Ceregene is a privately held biotechnology company based in San Diego, specializing in the treatment of major neurodegenerative disorders through the delivery of nervous system growth factors. The company's clinical programs feature CERE-110, an AAV2-based vector expressing nerve growth factor, which is set to enter Phase 2 studies for Alzheimer's disease. Additionally, CERE-120 has recently completed a Phase 2 trial for Parkinson's disease and is under evaluation for future development. Ceregene is also advancing two other treatments, CERE-135 and CERE-140, which are in preclinical stages targeting amyotrophic lateral sclerosis (ALS) and ocular diseases, respectively.
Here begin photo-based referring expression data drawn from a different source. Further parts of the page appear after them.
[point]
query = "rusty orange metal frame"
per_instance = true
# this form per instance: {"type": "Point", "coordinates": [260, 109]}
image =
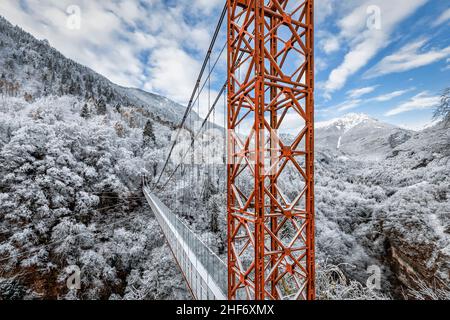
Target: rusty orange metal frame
{"type": "Point", "coordinates": [270, 149]}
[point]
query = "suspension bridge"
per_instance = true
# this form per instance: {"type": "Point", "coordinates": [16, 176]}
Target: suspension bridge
{"type": "Point", "coordinates": [268, 157]}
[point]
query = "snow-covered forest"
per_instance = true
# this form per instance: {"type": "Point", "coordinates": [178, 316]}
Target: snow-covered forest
{"type": "Point", "coordinates": [73, 147]}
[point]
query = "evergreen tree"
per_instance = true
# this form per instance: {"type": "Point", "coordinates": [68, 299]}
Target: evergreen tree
{"type": "Point", "coordinates": [101, 107]}
{"type": "Point", "coordinates": [148, 134]}
{"type": "Point", "coordinates": [85, 112]}
{"type": "Point", "coordinates": [443, 110]}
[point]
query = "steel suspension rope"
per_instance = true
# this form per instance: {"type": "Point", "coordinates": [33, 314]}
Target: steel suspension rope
{"type": "Point", "coordinates": [196, 87]}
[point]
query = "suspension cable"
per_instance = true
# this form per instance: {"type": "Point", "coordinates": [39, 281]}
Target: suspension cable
{"type": "Point", "coordinates": [196, 87]}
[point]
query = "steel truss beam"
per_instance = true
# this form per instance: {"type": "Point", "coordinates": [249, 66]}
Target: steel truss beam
{"type": "Point", "coordinates": [270, 149]}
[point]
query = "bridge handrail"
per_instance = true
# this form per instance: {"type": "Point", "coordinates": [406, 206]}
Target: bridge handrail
{"type": "Point", "coordinates": [215, 267]}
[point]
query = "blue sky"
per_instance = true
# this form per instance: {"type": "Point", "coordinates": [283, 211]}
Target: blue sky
{"type": "Point", "coordinates": [389, 59]}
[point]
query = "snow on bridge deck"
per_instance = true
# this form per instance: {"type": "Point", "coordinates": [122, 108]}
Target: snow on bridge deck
{"type": "Point", "coordinates": [205, 273]}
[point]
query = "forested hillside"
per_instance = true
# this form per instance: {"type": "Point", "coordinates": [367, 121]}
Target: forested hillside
{"type": "Point", "coordinates": [73, 147]}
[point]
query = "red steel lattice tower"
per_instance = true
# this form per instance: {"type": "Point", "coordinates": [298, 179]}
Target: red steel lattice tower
{"type": "Point", "coordinates": [270, 149]}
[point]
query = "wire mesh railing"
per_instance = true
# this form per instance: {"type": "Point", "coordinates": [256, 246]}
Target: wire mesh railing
{"type": "Point", "coordinates": [205, 272]}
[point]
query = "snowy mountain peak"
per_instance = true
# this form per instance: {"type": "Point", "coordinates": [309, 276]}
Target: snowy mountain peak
{"type": "Point", "coordinates": [346, 122]}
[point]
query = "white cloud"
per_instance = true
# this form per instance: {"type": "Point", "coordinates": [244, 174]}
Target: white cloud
{"type": "Point", "coordinates": [116, 37]}
{"type": "Point", "coordinates": [348, 105]}
{"type": "Point", "coordinates": [390, 96]}
{"type": "Point", "coordinates": [419, 102]}
{"type": "Point", "coordinates": [443, 18]}
{"type": "Point", "coordinates": [357, 93]}
{"type": "Point", "coordinates": [409, 57]}
{"type": "Point", "coordinates": [366, 42]}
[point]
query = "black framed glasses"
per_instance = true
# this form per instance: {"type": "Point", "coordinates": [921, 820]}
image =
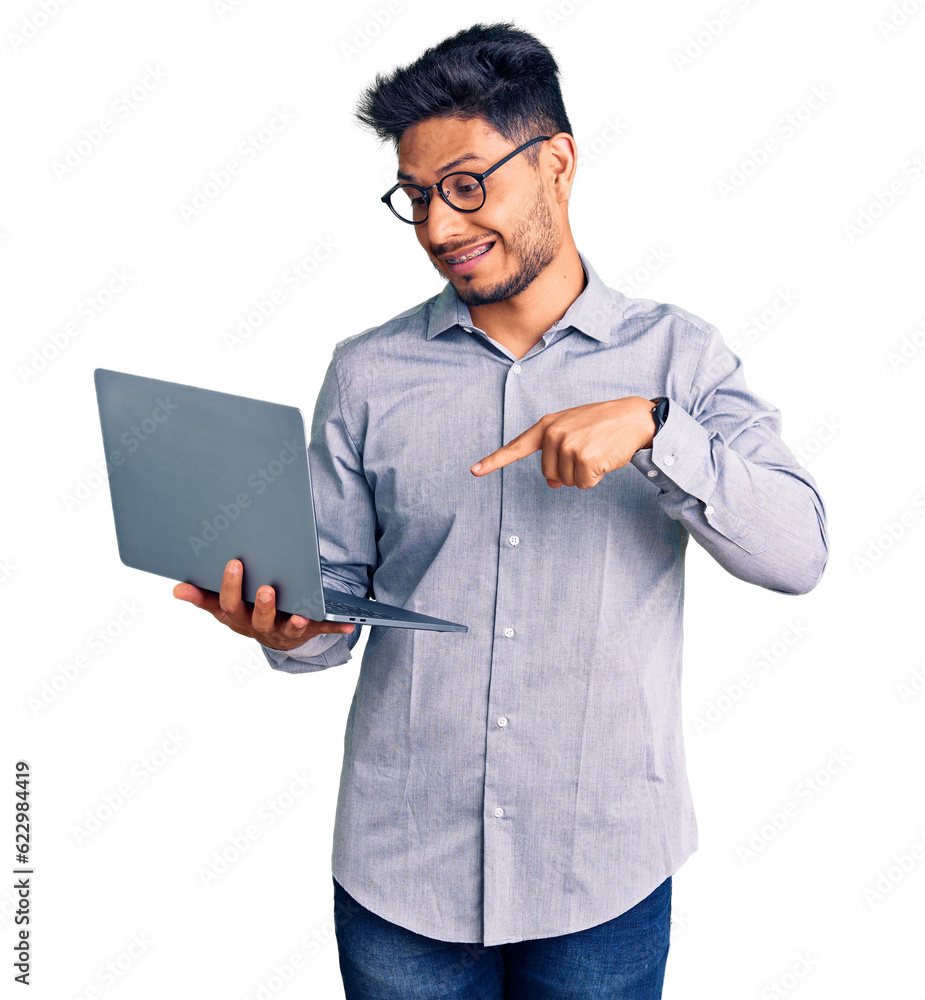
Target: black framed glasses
{"type": "Point", "coordinates": [461, 190]}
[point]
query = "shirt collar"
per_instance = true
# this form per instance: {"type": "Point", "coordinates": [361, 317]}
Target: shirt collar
{"type": "Point", "coordinates": [591, 313]}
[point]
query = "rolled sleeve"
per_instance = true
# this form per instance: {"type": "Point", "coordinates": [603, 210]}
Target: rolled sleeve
{"type": "Point", "coordinates": [723, 471]}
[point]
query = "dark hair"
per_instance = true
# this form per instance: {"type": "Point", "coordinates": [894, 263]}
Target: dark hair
{"type": "Point", "coordinates": [491, 71]}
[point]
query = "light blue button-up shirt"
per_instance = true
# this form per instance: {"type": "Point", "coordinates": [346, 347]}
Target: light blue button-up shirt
{"type": "Point", "coordinates": [527, 778]}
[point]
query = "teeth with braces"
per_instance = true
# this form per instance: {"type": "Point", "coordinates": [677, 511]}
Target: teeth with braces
{"type": "Point", "coordinates": [469, 256]}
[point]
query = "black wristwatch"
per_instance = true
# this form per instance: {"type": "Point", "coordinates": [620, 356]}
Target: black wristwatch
{"type": "Point", "coordinates": [660, 412]}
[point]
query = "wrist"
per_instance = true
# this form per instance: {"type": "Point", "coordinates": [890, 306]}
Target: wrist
{"type": "Point", "coordinates": [649, 423]}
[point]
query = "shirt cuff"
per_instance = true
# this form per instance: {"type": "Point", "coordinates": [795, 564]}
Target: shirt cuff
{"type": "Point", "coordinates": [684, 461]}
{"type": "Point", "coordinates": [315, 654]}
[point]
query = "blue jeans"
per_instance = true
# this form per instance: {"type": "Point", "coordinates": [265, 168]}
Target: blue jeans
{"type": "Point", "coordinates": [622, 959]}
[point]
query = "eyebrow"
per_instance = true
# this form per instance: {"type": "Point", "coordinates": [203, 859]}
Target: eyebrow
{"type": "Point", "coordinates": [465, 158]}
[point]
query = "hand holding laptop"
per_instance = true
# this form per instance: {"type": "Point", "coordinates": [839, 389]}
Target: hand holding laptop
{"type": "Point", "coordinates": [258, 621]}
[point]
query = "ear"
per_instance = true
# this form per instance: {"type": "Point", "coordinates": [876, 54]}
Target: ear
{"type": "Point", "coordinates": [563, 162]}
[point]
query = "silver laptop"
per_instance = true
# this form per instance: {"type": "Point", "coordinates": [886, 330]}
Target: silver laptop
{"type": "Point", "coordinates": [199, 477]}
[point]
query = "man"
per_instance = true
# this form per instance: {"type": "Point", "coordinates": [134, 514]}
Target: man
{"type": "Point", "coordinates": [514, 799]}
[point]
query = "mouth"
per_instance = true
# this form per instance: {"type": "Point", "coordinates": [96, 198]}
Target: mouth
{"type": "Point", "coordinates": [468, 261]}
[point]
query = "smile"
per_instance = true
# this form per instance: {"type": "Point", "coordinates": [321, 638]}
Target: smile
{"type": "Point", "coordinates": [469, 256]}
{"type": "Point", "coordinates": [464, 264]}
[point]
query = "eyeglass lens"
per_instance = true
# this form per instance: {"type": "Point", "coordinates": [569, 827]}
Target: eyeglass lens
{"type": "Point", "coordinates": [461, 190]}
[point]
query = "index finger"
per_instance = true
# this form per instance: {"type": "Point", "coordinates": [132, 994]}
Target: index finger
{"type": "Point", "coordinates": [524, 444]}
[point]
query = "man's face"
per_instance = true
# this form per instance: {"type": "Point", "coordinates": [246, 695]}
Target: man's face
{"type": "Point", "coordinates": [516, 221]}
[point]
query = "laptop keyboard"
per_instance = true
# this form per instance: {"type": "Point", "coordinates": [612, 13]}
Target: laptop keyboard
{"type": "Point", "coordinates": [338, 607]}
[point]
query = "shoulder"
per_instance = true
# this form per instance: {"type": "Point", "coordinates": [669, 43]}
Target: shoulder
{"type": "Point", "coordinates": [410, 324]}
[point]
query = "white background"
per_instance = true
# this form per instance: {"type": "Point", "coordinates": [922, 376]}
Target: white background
{"type": "Point", "coordinates": [827, 737]}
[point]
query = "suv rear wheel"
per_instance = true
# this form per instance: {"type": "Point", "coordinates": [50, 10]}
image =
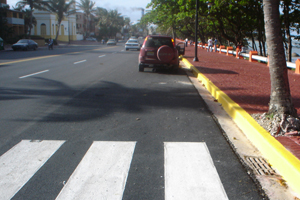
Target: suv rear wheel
{"type": "Point", "coordinates": [141, 68]}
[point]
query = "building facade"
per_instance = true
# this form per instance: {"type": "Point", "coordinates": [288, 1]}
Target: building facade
{"type": "Point", "coordinates": [47, 26]}
{"type": "Point", "coordinates": [15, 19]}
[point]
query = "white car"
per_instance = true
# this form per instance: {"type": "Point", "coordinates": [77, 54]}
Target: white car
{"type": "Point", "coordinates": [111, 42]}
{"type": "Point", "coordinates": [132, 44]}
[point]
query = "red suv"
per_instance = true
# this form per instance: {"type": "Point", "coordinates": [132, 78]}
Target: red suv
{"type": "Point", "coordinates": [159, 52]}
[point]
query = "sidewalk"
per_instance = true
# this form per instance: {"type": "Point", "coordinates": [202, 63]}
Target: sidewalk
{"type": "Point", "coordinates": [248, 84]}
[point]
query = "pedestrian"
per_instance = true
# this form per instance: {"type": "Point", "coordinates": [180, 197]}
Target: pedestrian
{"type": "Point", "coordinates": [216, 43]}
{"type": "Point", "coordinates": [210, 45]}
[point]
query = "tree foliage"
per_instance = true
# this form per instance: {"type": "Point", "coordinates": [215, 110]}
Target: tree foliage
{"type": "Point", "coordinates": [88, 8]}
{"type": "Point", "coordinates": [60, 8]}
{"type": "Point", "coordinates": [38, 4]}
{"type": "Point", "coordinates": [110, 22]}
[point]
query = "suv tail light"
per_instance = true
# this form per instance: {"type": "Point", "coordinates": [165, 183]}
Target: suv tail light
{"type": "Point", "coordinates": [173, 42]}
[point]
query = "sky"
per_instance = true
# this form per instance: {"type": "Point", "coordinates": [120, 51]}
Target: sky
{"type": "Point", "coordinates": [127, 8]}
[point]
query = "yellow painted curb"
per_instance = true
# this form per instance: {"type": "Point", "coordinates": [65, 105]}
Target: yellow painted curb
{"type": "Point", "coordinates": [278, 156]}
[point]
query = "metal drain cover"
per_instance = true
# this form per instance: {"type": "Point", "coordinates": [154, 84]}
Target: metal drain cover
{"type": "Point", "coordinates": [260, 166]}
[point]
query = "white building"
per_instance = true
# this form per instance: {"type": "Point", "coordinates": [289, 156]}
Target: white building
{"type": "Point", "coordinates": [47, 26]}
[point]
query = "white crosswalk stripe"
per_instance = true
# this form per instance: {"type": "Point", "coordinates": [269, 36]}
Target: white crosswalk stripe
{"type": "Point", "coordinates": [21, 162]}
{"type": "Point", "coordinates": [102, 172]}
{"type": "Point", "coordinates": [190, 173]}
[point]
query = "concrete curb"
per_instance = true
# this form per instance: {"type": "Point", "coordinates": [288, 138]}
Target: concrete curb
{"type": "Point", "coordinates": [278, 156]}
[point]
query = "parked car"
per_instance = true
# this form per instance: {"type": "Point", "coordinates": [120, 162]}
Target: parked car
{"type": "Point", "coordinates": [111, 42]}
{"type": "Point", "coordinates": [25, 44]}
{"type": "Point", "coordinates": [91, 39]}
{"type": "Point", "coordinates": [132, 44]}
{"type": "Point", "coordinates": [159, 52]}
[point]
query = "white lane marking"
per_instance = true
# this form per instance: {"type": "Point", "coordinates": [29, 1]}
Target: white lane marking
{"type": "Point", "coordinates": [190, 173]}
{"type": "Point", "coordinates": [102, 173]}
{"type": "Point", "coordinates": [21, 162]}
{"type": "Point", "coordinates": [34, 74]}
{"type": "Point", "coordinates": [79, 62]}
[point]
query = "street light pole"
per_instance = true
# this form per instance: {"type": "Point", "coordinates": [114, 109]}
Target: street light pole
{"type": "Point", "coordinates": [196, 31]}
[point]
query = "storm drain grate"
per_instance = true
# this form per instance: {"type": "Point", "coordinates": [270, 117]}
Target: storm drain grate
{"type": "Point", "coordinates": [260, 166]}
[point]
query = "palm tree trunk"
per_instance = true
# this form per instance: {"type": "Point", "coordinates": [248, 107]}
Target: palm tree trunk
{"type": "Point", "coordinates": [58, 27]}
{"type": "Point", "coordinates": [280, 99]}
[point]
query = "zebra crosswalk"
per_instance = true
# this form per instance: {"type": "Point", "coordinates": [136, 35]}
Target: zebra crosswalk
{"type": "Point", "coordinates": [102, 172]}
Omeros Corporation is a Seattle-based biopharmaceutical company that focuses on discovering, developing, and commercializing small-molecule and protein therapeutics for a range of indications, including inflammation, complement-mediated diseases, and central nervous system disorders. The company is known for its commercial product, OMIDRIA, which is used during cataract surgery in the United States. Omeros has several clinical programs, with its lead candidate, Narsoplimab, in Phase III trials for conditions such as thrombotic microangiopathy and immunoglobulin A nephropathy, as well as Phase II trials for lupus nephritis. Other clinical programs include OMS405 for opioid and nicotine addiction and OMS527 for addiction and compulsive disorders. The company also has a robust pipeline of preclinical programs targeting various disorders, including MASP-3 for paroxysmal nocturnal hemoglobinuria and a GPCR platform aimed at treating a broad range of diseases. Omeros was incorporated in 1994 and remains dedicated to addressing significant unmet medical needs.